XI. Third Party Proprietary Rights
(1) Herewith the Contractor guarantees in the way of an independent guarantee promise, that by the deliveries / sales products no protective rights of third parties, e. g. in view of the goods, packaging or labelling as well as in connection with advertising statements of the goods, are injured.
(2) If AGF is taken by a third party claim, the Contractor is obligated upon first written demand to indemnify AGF from all claims, rights and requirements of third parties, which have their basis in sales and/or products. This exemption applies in particular for the case that the guarantee of the Contractor in paragraph (1) should be violated. The exemption also includes the costs and expenses of defending AGF against such claims, rights and requirements of third parties.
(3) The Contractor further agrees to assist AGF in case of a claim under paragraph (2) by providing all required information and documents for a defense of the claim by providing all required information and documents for a defense of the claim.
(4) The period of limitation for the right of exemption of AGF towards the Contractor amounts 3 years upon use by the third party.

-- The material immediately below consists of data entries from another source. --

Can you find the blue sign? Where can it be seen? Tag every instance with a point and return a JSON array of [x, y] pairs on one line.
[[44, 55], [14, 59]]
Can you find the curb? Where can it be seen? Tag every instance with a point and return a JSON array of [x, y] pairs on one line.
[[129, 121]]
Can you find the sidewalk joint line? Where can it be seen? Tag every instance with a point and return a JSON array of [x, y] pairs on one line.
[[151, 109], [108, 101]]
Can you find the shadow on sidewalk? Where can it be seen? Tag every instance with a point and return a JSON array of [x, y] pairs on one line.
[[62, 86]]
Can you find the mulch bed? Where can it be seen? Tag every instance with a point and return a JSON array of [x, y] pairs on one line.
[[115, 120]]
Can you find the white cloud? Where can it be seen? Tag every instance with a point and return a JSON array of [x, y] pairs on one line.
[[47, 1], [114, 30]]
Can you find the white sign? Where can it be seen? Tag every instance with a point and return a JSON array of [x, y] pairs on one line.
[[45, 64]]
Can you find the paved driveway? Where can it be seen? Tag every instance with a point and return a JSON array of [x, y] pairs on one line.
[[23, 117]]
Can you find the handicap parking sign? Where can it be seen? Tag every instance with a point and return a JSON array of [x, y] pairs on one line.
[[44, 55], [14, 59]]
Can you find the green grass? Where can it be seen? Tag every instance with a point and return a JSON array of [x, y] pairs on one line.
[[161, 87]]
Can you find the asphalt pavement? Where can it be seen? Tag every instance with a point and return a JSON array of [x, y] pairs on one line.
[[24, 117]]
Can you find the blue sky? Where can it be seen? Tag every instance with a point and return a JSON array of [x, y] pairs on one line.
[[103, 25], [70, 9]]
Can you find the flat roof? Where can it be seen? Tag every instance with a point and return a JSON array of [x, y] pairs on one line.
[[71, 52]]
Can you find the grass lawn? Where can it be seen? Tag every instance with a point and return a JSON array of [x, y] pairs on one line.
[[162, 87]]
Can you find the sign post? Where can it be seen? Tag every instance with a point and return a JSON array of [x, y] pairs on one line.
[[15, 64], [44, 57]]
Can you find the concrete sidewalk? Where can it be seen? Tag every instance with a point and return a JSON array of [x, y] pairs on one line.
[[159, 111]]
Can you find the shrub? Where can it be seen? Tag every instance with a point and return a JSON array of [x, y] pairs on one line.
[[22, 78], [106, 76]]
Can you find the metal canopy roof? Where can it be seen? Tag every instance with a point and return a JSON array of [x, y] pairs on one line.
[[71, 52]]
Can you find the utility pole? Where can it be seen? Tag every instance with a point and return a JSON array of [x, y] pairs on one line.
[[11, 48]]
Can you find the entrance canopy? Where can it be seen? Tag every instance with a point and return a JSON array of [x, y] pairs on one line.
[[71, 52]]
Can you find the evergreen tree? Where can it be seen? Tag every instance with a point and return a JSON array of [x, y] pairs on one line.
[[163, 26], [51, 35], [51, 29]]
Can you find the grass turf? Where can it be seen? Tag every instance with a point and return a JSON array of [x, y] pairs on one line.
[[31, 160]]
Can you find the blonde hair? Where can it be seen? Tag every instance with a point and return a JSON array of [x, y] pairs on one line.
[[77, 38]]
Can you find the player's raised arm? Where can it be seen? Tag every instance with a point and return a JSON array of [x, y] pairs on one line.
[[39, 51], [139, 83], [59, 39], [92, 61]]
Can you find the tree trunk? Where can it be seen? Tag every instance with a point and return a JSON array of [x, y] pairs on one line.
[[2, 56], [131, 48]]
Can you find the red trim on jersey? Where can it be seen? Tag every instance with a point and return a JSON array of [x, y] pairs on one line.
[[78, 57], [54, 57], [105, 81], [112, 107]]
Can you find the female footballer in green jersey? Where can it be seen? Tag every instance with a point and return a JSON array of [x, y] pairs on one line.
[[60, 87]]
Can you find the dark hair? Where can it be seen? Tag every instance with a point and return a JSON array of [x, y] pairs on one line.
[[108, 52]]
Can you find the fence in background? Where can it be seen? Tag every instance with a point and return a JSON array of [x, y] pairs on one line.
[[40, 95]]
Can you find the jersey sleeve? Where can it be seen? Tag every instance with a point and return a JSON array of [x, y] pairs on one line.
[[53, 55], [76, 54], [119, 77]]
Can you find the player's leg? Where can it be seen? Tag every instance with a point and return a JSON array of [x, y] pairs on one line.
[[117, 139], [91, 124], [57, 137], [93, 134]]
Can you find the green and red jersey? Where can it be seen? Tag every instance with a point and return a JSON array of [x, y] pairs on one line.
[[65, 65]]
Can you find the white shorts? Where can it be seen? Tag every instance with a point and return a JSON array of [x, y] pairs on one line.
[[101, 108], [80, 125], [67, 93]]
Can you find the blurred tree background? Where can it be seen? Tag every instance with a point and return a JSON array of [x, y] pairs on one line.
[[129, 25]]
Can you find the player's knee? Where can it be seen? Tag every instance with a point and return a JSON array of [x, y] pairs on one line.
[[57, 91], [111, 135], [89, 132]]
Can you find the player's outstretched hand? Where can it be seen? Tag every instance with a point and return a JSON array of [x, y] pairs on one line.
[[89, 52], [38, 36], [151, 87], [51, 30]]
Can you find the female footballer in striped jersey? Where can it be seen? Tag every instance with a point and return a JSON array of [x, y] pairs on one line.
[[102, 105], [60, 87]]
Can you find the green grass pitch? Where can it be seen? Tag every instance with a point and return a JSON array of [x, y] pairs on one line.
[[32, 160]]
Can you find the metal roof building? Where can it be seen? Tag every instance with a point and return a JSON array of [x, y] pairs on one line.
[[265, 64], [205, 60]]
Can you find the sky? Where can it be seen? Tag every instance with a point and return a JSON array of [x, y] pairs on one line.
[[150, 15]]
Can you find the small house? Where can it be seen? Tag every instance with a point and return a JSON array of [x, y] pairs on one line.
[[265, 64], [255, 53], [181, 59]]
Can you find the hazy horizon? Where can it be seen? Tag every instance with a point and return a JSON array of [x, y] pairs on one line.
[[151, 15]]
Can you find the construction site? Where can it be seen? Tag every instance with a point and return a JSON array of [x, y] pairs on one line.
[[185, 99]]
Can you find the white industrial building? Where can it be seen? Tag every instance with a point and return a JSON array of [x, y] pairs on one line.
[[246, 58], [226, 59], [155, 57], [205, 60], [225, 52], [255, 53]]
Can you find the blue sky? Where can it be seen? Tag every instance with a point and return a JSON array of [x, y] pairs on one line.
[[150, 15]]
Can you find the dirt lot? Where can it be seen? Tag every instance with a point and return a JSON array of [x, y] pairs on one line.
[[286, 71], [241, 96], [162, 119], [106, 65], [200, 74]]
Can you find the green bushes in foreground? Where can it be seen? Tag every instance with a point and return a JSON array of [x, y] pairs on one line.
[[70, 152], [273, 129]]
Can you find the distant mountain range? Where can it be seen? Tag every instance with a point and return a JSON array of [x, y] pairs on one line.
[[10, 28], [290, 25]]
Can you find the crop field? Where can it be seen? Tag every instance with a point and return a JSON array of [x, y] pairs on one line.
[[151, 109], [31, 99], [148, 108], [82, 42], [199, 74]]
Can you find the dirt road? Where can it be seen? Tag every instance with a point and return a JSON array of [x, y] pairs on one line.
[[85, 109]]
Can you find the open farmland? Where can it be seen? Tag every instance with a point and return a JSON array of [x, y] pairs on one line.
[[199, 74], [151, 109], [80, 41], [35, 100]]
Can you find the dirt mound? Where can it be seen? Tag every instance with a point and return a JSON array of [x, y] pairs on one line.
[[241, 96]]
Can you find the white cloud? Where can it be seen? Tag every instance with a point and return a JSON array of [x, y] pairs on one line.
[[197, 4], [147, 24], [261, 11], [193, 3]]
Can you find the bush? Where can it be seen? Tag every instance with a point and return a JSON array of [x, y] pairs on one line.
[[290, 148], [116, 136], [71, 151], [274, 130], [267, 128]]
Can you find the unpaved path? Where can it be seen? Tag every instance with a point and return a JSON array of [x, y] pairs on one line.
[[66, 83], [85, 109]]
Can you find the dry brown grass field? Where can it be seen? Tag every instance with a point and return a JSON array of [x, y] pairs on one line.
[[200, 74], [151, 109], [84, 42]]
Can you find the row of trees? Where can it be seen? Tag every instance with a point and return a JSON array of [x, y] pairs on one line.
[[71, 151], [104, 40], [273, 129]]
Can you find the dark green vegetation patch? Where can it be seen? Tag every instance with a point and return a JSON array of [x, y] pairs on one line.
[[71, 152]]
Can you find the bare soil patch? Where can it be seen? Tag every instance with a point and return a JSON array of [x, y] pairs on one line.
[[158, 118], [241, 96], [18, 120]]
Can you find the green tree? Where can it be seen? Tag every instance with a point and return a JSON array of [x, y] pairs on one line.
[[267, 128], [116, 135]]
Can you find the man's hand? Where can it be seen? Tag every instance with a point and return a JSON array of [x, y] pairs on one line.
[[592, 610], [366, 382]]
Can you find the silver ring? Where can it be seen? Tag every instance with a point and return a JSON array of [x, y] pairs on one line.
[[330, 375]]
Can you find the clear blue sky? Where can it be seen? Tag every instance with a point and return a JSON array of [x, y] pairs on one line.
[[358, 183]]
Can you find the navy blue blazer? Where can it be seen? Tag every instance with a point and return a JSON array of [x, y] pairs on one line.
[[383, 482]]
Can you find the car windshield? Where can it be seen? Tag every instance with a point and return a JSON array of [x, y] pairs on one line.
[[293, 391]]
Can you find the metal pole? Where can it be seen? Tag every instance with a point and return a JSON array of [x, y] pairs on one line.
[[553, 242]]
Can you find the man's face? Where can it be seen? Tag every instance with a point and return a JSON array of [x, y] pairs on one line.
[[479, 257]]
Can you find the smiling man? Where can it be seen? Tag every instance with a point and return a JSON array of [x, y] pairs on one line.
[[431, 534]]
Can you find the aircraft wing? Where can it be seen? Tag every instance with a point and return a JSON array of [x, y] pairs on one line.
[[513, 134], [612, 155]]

(5) Should AGF be prevented from selling the goods as a consequence of the assertion of third party claims, the Contractor shall be obliged to take such goods back and to refund the purchase price paid. This will not affect additional claims of AGF, such as compensation for damages caused by failures to keep firm delivery agreements made with its customers.
XII. Non-disclosure and Alterations
(1) Ancillary agreements, alterations, supplements or restrictions to these terms and conditions and the written contents of the contract shall only be valid subject to prior written confirmation by AGF. Oral ancillary agreements shall be invalid.
(2) Should any provisions of these Terms and Conditions, or parts thereof, be or become invalid, the validity of the Terms and Conditions of Purchase and the contract as a whole shall remained unaffected. On the contrary, an invalid provision shall be replaced by a valid provision that achieves the commercial goal to the greatest extent possible.
(3) Should a change to the Contractor’s shareholders occur and should this give AGF an objective reason not to wish to continue the contract, AGF will have the right to terminate the contract with immediate effect “for cause”.
(4) AGF shall reserve the property rights and copyrights to diagrams, drawings, recipes, calculations and other documents as well as aids and appliances, which AGF submits to the Business Partner for the performance of orders; third parties may not be granted access to the same without the express written approval of AGF. They shall exclusively be used for manufacturing on the basis of the order; after processing of the order they shall be returned to AGF automatically. They shall not be disclosed to third parties. This non-disclosure obligation shall also survive the end of this contract; it shall lapse if and to the extent that the manufacturing know-how contained in the diagrams, drawings, recipes, calculations and other documents provided has entered into the public domain.
XIII. Place of Performance/ Legal Venue
(1) The place of performance and legal venue shall be the registered offices of AGF. AGF shall, however, be entitled to also file an action against the Supplier at the court of jurisdiction of his place of residence.
(2) German law shall apply; the validity of the United Nations Convention on Contracts for the International Sale of Goods shall be excluded.